Penale

Mercato di voto, niente reato o tentativo se l'accordo proposto non è recepito dall'altra parte

Non è punibile neanche l'istigazione del creditore al debitore che non accetta lo "scambio" per ottenere l'ok al concordato preventivo

di Paola Rossi

Il mercato di voto può sussistere nella forma tentata solo se vi è un accordo concluso o vi sono state delle trattative bilaterali ma il risultato pattuito non viene raggiunto per cause indipendenti dalla volontà delle parti coinvolte. Invece, in assenza di un patto o di una reciproca attività per raggiungerlo, non è punito dalla legge penale la mera proposta non raccolta dall'altra parte. Cioè l'istigazione al reato di mercato di voto non è perseguibile non costituendo a sua volta reato. Non è quindi fatto penalmente rilevante l'istigazione a commettere il reato sanzionato dall'articolo 233 della legge fallimentare.

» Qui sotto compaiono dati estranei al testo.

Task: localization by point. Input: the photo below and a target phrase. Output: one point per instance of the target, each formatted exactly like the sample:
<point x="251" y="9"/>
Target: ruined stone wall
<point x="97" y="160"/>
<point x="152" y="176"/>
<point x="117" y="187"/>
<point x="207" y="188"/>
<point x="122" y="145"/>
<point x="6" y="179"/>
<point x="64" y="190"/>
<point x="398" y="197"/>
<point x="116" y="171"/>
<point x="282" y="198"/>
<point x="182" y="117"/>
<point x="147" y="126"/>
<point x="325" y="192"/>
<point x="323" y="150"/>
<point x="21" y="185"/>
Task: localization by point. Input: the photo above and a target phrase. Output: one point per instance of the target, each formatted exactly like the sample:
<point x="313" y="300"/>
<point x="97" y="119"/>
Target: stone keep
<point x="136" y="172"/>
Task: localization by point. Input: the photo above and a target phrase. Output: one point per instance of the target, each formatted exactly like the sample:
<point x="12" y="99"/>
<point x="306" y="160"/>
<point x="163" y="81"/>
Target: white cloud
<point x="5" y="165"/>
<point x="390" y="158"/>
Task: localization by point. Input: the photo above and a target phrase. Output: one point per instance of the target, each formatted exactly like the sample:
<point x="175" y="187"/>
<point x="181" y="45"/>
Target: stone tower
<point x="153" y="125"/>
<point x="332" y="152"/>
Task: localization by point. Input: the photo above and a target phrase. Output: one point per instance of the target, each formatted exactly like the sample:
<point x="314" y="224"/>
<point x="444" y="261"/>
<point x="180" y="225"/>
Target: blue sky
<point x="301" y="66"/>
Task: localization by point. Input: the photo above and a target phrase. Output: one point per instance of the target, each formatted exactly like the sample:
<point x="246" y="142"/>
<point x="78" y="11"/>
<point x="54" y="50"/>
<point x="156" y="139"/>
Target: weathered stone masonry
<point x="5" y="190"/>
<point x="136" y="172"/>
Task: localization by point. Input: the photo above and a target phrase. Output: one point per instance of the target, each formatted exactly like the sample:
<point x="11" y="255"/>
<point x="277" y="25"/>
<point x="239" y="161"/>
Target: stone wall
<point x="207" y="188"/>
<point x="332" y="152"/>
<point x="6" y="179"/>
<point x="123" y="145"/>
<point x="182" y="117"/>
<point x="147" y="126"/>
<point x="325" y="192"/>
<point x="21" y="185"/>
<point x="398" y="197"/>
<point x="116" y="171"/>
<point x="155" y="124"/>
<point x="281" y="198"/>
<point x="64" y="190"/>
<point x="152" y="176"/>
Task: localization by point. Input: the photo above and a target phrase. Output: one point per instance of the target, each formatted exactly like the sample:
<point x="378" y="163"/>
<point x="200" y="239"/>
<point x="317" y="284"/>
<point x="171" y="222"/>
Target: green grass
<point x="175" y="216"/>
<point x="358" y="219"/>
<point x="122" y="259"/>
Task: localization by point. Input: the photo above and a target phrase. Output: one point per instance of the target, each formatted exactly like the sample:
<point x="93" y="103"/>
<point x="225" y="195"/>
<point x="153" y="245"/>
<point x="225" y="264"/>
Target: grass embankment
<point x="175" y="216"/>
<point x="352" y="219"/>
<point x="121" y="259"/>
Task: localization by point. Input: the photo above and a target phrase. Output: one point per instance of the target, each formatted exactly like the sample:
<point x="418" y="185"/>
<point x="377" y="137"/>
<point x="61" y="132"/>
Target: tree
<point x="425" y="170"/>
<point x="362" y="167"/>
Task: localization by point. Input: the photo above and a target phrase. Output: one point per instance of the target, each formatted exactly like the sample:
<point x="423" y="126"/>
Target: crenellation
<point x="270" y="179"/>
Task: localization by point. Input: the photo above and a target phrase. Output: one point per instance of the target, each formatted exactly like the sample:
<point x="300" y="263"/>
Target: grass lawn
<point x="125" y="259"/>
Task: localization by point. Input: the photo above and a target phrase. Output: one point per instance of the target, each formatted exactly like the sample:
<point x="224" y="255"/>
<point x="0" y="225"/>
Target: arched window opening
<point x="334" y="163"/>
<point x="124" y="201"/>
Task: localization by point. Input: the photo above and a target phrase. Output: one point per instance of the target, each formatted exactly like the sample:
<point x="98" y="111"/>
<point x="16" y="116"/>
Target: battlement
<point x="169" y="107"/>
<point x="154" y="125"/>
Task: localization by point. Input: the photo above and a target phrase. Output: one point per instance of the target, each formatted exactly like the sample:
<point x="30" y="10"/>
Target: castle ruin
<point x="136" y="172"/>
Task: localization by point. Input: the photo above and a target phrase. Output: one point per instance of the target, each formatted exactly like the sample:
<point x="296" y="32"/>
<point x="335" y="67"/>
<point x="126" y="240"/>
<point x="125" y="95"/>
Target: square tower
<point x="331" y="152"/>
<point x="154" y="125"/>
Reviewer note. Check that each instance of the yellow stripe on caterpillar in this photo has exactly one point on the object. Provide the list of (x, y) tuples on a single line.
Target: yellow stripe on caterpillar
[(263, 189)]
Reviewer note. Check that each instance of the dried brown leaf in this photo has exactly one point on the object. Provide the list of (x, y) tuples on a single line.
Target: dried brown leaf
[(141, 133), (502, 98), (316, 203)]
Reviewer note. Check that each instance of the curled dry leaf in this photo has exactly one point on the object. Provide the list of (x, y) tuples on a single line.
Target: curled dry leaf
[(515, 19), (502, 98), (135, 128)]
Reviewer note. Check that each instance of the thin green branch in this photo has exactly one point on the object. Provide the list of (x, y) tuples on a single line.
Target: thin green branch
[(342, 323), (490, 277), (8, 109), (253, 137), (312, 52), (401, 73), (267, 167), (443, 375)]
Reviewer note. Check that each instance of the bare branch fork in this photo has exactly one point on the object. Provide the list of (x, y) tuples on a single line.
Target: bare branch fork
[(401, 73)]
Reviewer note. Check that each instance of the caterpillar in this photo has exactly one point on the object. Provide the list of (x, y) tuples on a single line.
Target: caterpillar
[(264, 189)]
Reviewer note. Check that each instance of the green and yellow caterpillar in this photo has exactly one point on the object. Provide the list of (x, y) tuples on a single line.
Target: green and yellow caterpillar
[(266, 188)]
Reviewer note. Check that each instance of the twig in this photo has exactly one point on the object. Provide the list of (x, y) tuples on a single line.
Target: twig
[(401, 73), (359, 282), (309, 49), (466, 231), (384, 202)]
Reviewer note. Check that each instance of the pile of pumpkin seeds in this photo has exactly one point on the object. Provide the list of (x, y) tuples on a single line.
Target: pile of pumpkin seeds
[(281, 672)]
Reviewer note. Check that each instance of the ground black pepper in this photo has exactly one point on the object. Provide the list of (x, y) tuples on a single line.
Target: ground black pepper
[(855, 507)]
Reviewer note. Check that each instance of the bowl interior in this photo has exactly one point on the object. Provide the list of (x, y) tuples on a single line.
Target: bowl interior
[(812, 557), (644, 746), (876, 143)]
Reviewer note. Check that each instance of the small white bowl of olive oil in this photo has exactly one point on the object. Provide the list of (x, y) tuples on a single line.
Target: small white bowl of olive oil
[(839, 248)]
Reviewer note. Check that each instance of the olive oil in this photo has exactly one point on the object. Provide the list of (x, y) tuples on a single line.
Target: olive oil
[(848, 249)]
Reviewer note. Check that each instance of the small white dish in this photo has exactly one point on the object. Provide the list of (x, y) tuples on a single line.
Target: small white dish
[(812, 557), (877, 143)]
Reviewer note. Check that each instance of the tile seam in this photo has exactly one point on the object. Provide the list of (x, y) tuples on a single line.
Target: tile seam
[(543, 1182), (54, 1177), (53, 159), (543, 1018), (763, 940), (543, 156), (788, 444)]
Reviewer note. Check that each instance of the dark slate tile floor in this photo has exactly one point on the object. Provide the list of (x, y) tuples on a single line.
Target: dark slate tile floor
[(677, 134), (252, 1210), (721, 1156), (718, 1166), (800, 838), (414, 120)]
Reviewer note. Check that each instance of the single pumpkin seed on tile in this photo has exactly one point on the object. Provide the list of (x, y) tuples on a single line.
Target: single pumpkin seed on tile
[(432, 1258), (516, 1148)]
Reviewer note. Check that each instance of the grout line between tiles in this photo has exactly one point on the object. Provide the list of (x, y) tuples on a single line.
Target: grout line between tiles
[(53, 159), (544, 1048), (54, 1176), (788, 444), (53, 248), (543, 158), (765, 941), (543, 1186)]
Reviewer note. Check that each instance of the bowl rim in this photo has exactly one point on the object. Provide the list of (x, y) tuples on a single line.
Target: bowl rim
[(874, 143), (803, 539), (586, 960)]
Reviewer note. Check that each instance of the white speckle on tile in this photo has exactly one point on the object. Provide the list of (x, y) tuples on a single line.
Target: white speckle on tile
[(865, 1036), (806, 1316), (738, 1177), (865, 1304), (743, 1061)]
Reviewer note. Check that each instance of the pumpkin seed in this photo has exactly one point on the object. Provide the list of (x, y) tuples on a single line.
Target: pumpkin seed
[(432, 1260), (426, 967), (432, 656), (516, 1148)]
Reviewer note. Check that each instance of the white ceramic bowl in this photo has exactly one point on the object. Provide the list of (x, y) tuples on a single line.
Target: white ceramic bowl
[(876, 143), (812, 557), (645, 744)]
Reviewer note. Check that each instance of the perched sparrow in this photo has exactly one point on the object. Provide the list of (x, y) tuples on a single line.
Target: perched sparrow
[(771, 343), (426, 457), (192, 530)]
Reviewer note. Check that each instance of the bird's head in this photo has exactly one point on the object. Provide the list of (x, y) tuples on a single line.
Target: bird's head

Il reato di mercato di voto previsto dalla legge fallimentare punisce l'accordo tra il fallito (o il fallendo) che miri ad alterare la par condicio tra tutti coloro che vantano un credito verso il debitore.
Come dice la Cassazione penale - con la sentenza n. 46839/2022 - si tratta di "reato-accordo" per cui la fattispecie sorge solo in caso di condotta bilaterale. Il mercato di voto è assimilabile alla struttura bilaterale dell'accordo corruttivo. Ma il Legislatore, nel caso della corruzione ha espressamene previsto la rilevanza penale anche della condotta unilaterale di chi propone l'accordo corruttivo non recepito dall'altra parte: cioè l'istigazione. Previsione invece assente per il reato di mercato di voto. Quindi - siccome per regola generale un fatto può essere punito come reato solo se espressamente previsto come tale dalla legge - l'istigatore dello scambio di voto in sede di concordato preventivo non è punibile perché "il fatto non sussiste". Il ricorrente è stato così definitivamente assolto in quanto la proposta inascoltata dal debitore lo ha messo nel ruolo irrilevante penalmente del mero istigatore.